Cappellaro is keenly aware of students’ lives. Nominators fondly recall Cappellaro’s ability to summon details about minor experiments they conducted weeks before or wish them well on an event they had once mentioned in passing.
When a student is writing a paper or presentation, Cappellaro “proactively asks for… drafts and go[es] through multiple rounds of revisions with little turnover time,” according to student nominators. Likewise, when students are preparing for talks or qualifying exams, Cappellaro dedicates group meeting time to help them prepare.
Encountering research obstacles is de rigueur, particularly during graduate school. When students are stumped by experimental results, Cappellaro advises them to take “sideways steps” to consider the challenge from another angle. In her words, she aims to “cultivate and preserve [each] student’s love for research and science… especially when… things do not work out in the lab or because of external pressures.”
Life does not pause in graduate school. Students mention Cappellaro’s support across a wide array of experiences that have included illness, losing family members, starting a family, unfortunate experiences on qualifying exams, and training for the Boston Marathon. On such occasions, Cappellaro has reached out to students “to make sure emotionally and physically they were cared for, could take on the day, and [that they took] necessary breaks,” according to student nominators.
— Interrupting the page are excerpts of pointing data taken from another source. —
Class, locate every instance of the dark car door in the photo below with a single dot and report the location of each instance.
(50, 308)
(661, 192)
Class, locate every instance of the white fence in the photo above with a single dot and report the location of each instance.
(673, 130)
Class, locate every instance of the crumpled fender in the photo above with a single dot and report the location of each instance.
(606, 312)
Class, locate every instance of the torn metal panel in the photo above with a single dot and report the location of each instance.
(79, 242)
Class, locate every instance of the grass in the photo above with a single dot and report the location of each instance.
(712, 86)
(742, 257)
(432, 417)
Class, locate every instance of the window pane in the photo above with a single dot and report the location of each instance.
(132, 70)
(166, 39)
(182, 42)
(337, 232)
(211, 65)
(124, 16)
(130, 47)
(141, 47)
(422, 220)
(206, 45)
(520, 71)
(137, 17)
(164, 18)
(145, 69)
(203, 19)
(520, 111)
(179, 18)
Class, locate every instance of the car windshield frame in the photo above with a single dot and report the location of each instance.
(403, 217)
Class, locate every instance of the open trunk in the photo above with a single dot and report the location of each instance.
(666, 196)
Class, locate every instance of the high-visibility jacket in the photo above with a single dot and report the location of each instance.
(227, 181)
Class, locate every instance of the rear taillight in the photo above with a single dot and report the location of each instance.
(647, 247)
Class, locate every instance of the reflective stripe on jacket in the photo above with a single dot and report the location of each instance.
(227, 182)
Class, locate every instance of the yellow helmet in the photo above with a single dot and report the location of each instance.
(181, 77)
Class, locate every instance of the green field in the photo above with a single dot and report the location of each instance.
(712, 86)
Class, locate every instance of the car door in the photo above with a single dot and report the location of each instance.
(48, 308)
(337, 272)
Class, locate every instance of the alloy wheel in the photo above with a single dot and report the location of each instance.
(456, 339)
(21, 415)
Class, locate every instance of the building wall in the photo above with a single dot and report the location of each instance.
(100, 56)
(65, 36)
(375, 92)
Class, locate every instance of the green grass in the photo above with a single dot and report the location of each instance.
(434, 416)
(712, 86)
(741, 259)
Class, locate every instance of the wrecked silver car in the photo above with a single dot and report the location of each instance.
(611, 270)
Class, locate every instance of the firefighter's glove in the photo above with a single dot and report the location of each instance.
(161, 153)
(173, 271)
Cappellaro says that fostering “a caring and open community, where one feels valued and welcomed to ask and provide help,” is critical to enabling graduate students to be productive. Building such a friendly and inclusive work environment is a Mentoring Guidepost identified by the Committed to Caring (C2C) program. Cappellaro notes that the “best strategy [as an advisor is] to foster cohesion among the student group so that they care for each other and help each other out.” Group outings such as the lab’s annual ski trip have contributed to this feeling of community.
Seemingly tireless, Cappellaro also goes beyond her laboratory to attend to the community at large. She participates—and encourages advisees to participate—in several science outreach efforts at the MIT Museum, including the Science on Saturday program and the Cambridge Science Festival. Cappellaro is also active in the Nuclear Science and Engineering Department’s Rising Stars Symposium, organizing sessions and speaking to the multidisciplinarity of the field as well as ways to increase female representation.
Cappellaro’s efforts center on igniting and reigniting enthusiasm for discovery.